Stem rust has been observed on triticale and a couple susceptible wheat lines. Fusarium head blight developed to moderate levels in isolated fields; however, incidence and severity have been low in most wheat growing areas in Nebraska.


Other diseases observed this season are Stagonospora glume blotch, sooty mold, loose smut, tan spot, soilborne mosaic virus, and isolated cases of wheat streak mosaic virus. At least two samples submitted to the UNL Plant and Pest Diagnostic Clinic tested positive for black chaff. Root diseases including common root rot also have been observed.


To date there have been no reports of common bunt (stinking smut); however, producers should be on the lookout for common bunted grain.


Harvest and Post-Harvest Precautions
Fungal diseases affecting the foliage usually result in some yield loss, but seldom affect grain quality except for low test weight. Diseases affecting the wheat head also can affect the grain, causing it to be scabby, black pointed, or infected without showing symptoms.


If you have scab in your field:



  • Increase the fan speed on the combine during harvest to blow out scabby grain.

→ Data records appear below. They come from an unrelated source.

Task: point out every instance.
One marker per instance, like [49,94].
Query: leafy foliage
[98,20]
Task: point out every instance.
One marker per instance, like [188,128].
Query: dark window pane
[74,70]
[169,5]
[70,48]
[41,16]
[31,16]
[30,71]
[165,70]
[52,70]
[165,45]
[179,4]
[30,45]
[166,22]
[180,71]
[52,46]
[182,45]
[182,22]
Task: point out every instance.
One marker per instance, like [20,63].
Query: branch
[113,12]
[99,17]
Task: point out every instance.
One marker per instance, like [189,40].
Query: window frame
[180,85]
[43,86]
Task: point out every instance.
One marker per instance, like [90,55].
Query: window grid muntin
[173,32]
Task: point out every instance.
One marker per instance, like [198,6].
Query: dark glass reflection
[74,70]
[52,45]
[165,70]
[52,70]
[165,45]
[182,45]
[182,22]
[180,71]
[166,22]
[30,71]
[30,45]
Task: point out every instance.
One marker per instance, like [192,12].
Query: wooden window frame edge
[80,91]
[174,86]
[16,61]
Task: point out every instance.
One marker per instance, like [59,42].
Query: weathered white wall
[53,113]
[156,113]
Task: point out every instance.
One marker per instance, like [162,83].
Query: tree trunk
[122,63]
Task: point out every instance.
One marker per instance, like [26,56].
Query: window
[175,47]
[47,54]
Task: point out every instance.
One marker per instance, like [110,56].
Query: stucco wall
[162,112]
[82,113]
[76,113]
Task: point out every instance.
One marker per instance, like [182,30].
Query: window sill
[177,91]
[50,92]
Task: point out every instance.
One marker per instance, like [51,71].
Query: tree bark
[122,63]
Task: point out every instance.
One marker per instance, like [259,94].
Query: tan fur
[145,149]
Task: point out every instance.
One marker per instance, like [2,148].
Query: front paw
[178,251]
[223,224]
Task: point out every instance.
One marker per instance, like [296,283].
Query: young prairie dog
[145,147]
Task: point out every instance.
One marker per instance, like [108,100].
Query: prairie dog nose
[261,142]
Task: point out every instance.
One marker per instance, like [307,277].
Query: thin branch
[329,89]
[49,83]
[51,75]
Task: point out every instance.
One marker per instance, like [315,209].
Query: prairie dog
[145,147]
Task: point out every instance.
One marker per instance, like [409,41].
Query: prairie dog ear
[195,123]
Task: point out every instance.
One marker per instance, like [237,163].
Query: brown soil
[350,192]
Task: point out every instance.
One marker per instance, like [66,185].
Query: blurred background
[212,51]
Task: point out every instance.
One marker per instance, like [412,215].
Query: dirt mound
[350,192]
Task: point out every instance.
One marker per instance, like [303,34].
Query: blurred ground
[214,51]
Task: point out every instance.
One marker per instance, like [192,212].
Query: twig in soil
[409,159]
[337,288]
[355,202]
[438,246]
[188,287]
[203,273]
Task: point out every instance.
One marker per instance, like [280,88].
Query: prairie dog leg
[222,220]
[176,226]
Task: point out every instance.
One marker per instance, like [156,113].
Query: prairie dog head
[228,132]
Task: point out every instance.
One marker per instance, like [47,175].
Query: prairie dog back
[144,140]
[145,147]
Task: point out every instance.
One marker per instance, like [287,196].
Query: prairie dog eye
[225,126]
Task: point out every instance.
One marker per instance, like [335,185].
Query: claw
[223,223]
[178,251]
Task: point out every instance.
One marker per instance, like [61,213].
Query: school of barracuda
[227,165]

  • Harvest and store grain from severely affected parts of the field separately from grain from other areas of the field.

  • Test grain for vomitoxin before feeding it to livestock.

  • Test straw for vomitoxin before using it as hay.

  • Wear gloves and a mask when handling scabby grain.

  • Do not use scabby grain as seed for the next wheat crop.

  • Treat grain from scabby fields with a systemic seed treatment fungicide before using it as seed for the next wheat crop.

  • Store grain at or below 12% moisture under well ventilated conditions.

If you have Stagonospora glume blotch or sooty mold in your field:



  • Store grain at or below 12% moisture under well ventilated conditions.

  • Treat grain with a systemic seed treatment fungicide before using it as seed for the next wheat crop.

Loose smut, common bunt, and fungal root diseases can be managed by treating grain with a systemic seed treatment fungicide before using it as seed for the next wheat crop. Due to the excessively wet conditions during the growing season, it is recommended that seed be treated with a systemic fungicide before planting in the fall.


Black chaff can be managed by avoiding the use of affected grain as seed for the next wheat crop.


Wheat streak mosaic virus and other virus diseases transmitted by the wheat curl mite, such as Triticum mosaic virus, can be managed by controlling volunteer wheat before fall planting. Soilborne mosaic virus can be managed by planting resistant varieties.